The head of Artemis Racing says his team will compete in the America's Cup after a crew member was killed during a training run, but only if conditions are deemed safe on wind-raked San Francisco Bay this summer.
Artemis chief executive Paul Cayard posted his comments on Wednesday on the team's website. They were his first public comments since May 9, the day crew member Andrew "Bart" Simpson died when Artemis' catamaran capsized. Cayard said a decision to race will depend on what safety changes America's Cup organizers adopt after completing their review of the May 9 incident.
Cayard said officials are still investigating what caused the 72-foot catamaran to capsize and break into pieces.

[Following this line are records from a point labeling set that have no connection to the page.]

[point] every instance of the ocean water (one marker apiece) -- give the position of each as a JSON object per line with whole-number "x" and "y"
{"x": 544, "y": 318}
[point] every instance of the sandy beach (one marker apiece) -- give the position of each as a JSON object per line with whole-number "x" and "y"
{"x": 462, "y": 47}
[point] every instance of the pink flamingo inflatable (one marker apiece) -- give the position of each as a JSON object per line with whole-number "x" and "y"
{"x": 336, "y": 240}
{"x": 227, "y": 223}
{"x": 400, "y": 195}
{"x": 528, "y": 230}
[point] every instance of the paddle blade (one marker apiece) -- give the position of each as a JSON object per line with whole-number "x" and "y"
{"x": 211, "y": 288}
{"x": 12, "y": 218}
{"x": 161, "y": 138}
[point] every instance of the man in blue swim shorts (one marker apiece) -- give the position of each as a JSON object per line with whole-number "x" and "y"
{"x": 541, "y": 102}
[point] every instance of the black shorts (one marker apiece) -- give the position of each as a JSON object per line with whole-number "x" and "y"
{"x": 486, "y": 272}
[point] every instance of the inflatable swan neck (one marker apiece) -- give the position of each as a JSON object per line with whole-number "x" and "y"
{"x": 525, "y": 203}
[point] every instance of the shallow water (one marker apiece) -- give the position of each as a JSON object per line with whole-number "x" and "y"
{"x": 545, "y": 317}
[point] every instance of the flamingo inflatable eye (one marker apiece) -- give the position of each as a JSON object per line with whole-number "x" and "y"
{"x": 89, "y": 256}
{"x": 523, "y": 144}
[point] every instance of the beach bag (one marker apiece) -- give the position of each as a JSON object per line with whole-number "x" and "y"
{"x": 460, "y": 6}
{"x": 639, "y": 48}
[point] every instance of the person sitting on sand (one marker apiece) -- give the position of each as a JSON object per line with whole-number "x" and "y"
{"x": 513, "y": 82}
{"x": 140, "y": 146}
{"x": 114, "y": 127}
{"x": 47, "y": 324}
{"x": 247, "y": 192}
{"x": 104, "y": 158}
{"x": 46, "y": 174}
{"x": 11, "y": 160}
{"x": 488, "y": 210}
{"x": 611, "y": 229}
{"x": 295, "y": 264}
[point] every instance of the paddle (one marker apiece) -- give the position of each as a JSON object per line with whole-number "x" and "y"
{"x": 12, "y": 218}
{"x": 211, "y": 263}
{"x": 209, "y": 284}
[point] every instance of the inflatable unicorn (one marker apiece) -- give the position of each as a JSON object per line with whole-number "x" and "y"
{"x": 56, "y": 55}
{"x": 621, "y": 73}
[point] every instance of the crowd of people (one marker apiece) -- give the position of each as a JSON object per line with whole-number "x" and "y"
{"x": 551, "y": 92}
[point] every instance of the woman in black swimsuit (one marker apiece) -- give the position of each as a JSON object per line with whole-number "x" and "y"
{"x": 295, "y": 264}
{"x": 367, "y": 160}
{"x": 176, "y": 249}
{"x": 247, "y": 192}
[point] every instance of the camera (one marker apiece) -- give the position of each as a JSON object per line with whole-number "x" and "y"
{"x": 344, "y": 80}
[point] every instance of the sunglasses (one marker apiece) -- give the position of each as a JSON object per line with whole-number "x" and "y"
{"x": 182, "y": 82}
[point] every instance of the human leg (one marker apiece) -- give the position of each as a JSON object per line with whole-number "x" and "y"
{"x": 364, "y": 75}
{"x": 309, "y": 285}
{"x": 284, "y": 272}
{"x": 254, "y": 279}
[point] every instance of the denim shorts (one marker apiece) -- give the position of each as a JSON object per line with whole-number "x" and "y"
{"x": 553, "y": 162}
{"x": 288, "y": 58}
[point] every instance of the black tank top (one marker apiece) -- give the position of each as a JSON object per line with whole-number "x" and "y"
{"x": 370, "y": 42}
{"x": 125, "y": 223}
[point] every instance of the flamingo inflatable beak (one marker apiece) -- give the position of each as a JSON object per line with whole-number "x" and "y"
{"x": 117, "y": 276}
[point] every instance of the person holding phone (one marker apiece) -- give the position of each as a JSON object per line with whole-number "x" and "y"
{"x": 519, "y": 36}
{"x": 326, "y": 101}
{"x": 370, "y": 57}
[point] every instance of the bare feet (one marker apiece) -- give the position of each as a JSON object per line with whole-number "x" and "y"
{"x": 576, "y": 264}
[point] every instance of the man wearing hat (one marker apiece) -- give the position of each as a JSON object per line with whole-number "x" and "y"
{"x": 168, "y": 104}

The catamarans of the four teams vying for the America's Cup have proved hard to handle. The wing sail looks and acts like an airplane wing, improving the yacht's speed and maneuverability. The 7-ton boat's hulls are lifted out of the water and it skims along the waves on "foils," reducing the drag on the boat and increasing speed dramatically.
Led by regatta director Iain Murray, a group of sailing experts is looking into the capsizing and developing safety recommendations for the course and the boats.
The owner of the Italian entry Luna Rossa has proposed a prohibition on racing if winds are deemed too strong. Others have recommended better ways of foiling, which is technically barred in the official regulations of the America's Cup but the teams still have found legal ways to foil.
Other options under consideration are altering the tight course to allow for easier turning and better control of the boats and increasing the distance between spectator boats and racers.
The three teams vying to take on defending champion Oracle Racing begin competing in July.
AP Sports Writer Bernie Wilson contributed to this report from San Diego.